Trim kohlrabi top with a knife to make a flat lid. Cut and chop the larger leaves.
Peel the kohlrabi and cook for about 15 minutes in boiling salted water, remove and put cooking water aside.
Scoop out the kohlrabi with a small sharp spoon so that a wall of approximately 1 cm (approximately 3/8 inch) remains and finely chop the flesh.
Wipe mushrooms with a damp paper towel, trim and chop finely.

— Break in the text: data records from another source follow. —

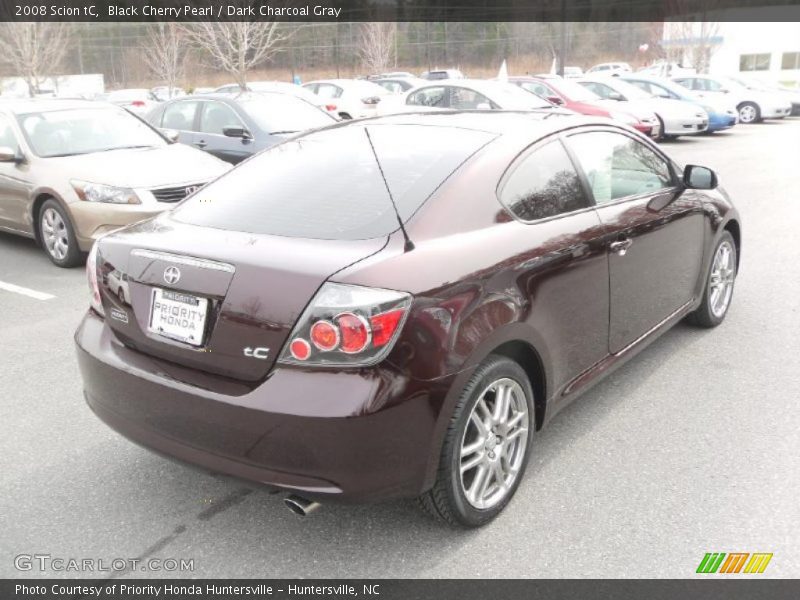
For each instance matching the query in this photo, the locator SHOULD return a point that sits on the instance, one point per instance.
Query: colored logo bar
(734, 562)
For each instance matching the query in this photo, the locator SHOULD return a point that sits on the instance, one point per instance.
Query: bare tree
(237, 47)
(165, 54)
(377, 48)
(33, 50)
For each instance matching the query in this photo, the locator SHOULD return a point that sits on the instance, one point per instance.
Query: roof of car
(26, 105)
(496, 121)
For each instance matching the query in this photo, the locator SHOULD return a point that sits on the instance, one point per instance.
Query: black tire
(73, 256)
(661, 135)
(705, 315)
(446, 500)
(750, 108)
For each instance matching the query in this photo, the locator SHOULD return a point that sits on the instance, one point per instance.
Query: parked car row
(136, 170)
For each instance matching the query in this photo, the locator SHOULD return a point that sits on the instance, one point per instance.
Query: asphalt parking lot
(692, 447)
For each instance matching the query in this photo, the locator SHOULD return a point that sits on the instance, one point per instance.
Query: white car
(610, 69)
(753, 103)
(348, 98)
(463, 94)
(138, 101)
(676, 117)
(282, 87)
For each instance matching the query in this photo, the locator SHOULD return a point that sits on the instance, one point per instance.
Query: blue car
(722, 113)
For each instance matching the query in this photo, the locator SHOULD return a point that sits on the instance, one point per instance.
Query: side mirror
(239, 132)
(699, 178)
(9, 155)
(172, 135)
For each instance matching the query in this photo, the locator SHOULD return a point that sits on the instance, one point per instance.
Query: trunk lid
(254, 288)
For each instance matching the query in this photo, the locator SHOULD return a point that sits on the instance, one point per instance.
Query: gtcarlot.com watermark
(61, 564)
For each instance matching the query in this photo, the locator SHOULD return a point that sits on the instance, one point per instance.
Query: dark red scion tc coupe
(393, 307)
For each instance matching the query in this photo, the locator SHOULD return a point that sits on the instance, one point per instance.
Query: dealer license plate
(178, 316)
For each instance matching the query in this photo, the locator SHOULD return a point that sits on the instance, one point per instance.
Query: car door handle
(621, 246)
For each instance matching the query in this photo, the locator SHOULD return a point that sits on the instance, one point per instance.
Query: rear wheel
(58, 236)
(486, 446)
(718, 291)
(749, 113)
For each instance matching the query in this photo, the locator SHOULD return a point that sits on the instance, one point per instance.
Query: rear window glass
(327, 185)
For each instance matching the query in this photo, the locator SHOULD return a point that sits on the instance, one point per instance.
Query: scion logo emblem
(260, 353)
(172, 275)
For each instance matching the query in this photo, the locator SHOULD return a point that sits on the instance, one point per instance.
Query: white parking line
(10, 287)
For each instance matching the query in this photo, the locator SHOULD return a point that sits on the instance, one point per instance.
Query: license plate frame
(178, 316)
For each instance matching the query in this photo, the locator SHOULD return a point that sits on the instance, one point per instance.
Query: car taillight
(347, 325)
(91, 274)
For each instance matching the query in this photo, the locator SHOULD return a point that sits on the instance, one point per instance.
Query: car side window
(180, 115)
(328, 91)
(432, 96)
(537, 88)
(7, 137)
(216, 116)
(466, 99)
(392, 86)
(618, 166)
(543, 184)
(600, 89)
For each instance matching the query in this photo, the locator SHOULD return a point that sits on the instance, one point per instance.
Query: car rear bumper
(719, 121)
(92, 220)
(685, 126)
(352, 436)
(776, 112)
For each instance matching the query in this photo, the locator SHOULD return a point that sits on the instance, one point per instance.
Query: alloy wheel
(747, 114)
(55, 234)
(493, 444)
(723, 273)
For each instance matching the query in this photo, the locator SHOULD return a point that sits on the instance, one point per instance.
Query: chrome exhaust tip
(300, 506)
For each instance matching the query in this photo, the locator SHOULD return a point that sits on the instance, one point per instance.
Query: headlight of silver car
(98, 192)
(624, 117)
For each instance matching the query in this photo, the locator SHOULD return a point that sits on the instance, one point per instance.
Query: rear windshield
(283, 113)
(327, 185)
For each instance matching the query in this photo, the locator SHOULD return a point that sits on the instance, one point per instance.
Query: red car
(575, 97)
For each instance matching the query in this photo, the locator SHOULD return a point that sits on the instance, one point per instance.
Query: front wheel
(486, 446)
(58, 236)
(718, 291)
(749, 113)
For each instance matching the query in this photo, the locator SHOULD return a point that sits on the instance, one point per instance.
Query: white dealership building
(767, 50)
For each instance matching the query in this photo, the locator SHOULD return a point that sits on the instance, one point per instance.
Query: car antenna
(409, 244)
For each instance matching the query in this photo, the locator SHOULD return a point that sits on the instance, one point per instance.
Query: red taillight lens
(300, 349)
(355, 332)
(91, 276)
(325, 336)
(347, 325)
(384, 325)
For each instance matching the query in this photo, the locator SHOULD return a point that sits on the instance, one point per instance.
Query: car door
(15, 185)
(181, 116)
(564, 269)
(462, 98)
(430, 98)
(215, 117)
(654, 232)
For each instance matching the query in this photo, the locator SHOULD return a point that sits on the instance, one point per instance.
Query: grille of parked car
(175, 194)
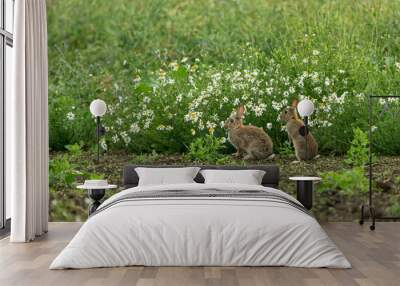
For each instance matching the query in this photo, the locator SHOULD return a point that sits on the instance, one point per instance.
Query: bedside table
(96, 193)
(305, 189)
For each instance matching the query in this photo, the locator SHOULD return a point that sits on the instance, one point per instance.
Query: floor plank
(375, 257)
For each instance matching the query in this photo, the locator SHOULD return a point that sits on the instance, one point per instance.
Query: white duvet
(200, 231)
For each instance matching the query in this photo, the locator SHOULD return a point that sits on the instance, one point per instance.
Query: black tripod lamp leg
(361, 221)
(372, 213)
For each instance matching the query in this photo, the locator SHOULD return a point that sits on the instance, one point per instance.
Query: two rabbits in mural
(253, 143)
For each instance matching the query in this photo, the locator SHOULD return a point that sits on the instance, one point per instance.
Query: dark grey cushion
(270, 179)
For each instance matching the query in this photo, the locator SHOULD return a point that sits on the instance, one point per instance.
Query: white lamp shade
(305, 107)
(98, 107)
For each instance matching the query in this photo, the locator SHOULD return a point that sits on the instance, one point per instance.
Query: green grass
(143, 56)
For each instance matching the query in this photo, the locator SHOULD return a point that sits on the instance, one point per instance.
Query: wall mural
(197, 81)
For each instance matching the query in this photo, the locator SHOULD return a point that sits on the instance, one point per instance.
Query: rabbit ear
(240, 110)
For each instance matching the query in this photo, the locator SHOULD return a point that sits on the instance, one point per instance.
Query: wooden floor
(375, 257)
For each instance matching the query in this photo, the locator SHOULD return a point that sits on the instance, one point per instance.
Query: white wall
(8, 86)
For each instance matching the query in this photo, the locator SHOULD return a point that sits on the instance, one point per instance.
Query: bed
(198, 224)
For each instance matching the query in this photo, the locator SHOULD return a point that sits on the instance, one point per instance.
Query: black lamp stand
(370, 205)
(100, 131)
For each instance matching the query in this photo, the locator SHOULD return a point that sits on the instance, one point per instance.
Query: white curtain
(27, 124)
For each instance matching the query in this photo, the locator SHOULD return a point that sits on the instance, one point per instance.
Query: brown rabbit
(251, 140)
(296, 131)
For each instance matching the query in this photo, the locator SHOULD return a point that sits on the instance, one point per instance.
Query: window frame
(6, 39)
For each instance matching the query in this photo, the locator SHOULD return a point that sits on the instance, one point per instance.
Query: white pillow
(166, 176)
(248, 177)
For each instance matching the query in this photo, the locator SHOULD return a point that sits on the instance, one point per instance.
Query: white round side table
(96, 193)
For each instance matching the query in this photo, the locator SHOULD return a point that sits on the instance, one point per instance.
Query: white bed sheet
(201, 232)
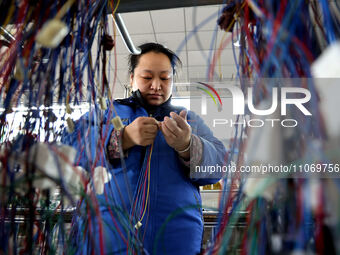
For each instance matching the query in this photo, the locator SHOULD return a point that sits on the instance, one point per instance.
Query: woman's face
(153, 76)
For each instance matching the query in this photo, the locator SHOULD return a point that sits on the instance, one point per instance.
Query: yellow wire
(147, 193)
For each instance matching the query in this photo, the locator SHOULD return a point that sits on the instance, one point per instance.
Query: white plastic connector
(19, 73)
(117, 123)
(102, 103)
(70, 125)
(68, 109)
(52, 33)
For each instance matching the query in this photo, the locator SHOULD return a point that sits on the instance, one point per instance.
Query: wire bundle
(279, 41)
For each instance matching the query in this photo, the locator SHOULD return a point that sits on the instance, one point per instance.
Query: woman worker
(151, 201)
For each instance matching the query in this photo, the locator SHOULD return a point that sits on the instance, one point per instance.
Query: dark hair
(157, 48)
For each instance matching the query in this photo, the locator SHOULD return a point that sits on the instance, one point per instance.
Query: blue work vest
(173, 220)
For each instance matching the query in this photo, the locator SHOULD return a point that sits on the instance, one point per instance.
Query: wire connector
(138, 225)
(117, 123)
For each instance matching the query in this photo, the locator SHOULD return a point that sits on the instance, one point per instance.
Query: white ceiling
(191, 32)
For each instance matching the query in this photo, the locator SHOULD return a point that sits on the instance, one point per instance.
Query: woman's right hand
(142, 131)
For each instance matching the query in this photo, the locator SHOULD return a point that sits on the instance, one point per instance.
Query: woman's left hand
(176, 131)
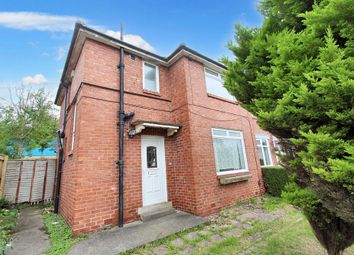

Peel shallots, chop finely and cook in butter until translucent. Add chopped mushrooms and fry, then add chopped kohlrabi and cook briefly. Allow to cool and mix with half the parsley and about 4 tablespoons of millet and the cream and season with salt, pepper and nutmeg.
Place mixture into the kohlrabi bowls, place lid on the bowls and set side by side in a pan. Pour in 250 ml (approximately 1 cup) of the reserved cooking liquid, cover and cook over medium heat.
Combine chopped kohlrabi leaves and remaining parsley with remaining warm millet mix.
Arrange the stuffed kohlrabi with herb millet on plates, drizzle with hot cooking liquid and serve.